The pale, leathery steward of the Town's Club must have seen Mrs. Graves coming, for he opened the massive door himself.

"Why, Mrs. Graves!" he cried. "You must have gone wading in the sea-and in this wet weather, too! Come in to the fire in the Strangers' Room, and make yourself comfortable while I call Dr. Graves!" He bustled ahead of the brown woman and Hoare, stirred up the sea-coal fire in the grate, and was about to leave them to toast in front of it when Mrs. Graves called after him to ask if Sir Thomas was in the house. He was.

"Ask him, Smith, if he would be so kind… And perhaps, too, you would send a man to Dr. Graves' home for my maid. He should tell her to bring my olive twill gown and a cape to me here at the Club."

The fire's growing warmth was welcome.

Mrs. Graves looked up at Hoare. "If you were not present, sir, I would be hoisting these poor skirts to warm my person directly."

"If you wish, ma'am, I shall be happy to withdraw and leave you to your privacy."

"I wish no such thing," she said. "That would be poor return indeed for your services."

"What, ma'am, may I ask, took you to the beach under Portland Bill?" Hoare whispered.

"Stones, Mr. Hoare."

"Stones, ma'am? For use as missiles?"

"Only incidentally, as needed. Ever since I was a child, I have had a fondness for the remarkable shapes and colors of sea-washed stones.

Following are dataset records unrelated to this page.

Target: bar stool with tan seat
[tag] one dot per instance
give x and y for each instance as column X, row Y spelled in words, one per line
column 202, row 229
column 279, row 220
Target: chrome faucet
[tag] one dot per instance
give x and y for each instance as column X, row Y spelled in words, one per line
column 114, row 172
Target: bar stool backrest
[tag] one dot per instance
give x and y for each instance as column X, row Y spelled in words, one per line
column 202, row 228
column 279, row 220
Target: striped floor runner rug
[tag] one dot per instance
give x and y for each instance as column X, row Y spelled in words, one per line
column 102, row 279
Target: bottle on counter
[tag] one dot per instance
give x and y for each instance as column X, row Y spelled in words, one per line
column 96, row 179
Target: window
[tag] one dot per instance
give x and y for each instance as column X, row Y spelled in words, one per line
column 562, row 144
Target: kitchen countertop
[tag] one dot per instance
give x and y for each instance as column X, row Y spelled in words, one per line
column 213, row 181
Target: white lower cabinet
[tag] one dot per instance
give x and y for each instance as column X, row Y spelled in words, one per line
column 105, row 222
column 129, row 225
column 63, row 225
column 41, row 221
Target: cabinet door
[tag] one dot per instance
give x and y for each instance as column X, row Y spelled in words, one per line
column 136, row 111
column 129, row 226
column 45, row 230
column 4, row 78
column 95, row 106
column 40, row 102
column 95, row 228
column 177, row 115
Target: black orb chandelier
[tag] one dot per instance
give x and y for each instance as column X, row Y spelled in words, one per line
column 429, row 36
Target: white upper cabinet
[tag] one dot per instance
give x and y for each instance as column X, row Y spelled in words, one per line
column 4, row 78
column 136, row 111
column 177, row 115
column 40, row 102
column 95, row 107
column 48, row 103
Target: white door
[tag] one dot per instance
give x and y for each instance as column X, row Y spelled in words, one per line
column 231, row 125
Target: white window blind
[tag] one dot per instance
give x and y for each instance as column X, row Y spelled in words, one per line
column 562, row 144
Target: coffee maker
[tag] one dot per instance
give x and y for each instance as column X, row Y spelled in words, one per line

They dwell in flat pans filled with water, to keep their colors bright.

"I patrol Portland Bill quite regularly, for the local urchins who collect stones elsewhere-sometimes from under my very nose-remember the old Saxon belief that the Bill was once the druids' Isle of the Dead and shun it.

"Dr. Graves has sometimes chided me for taking up a whole room of our house for my collection. But 'tis a small room in a large house, I remind him, and he need not begrudge me the space.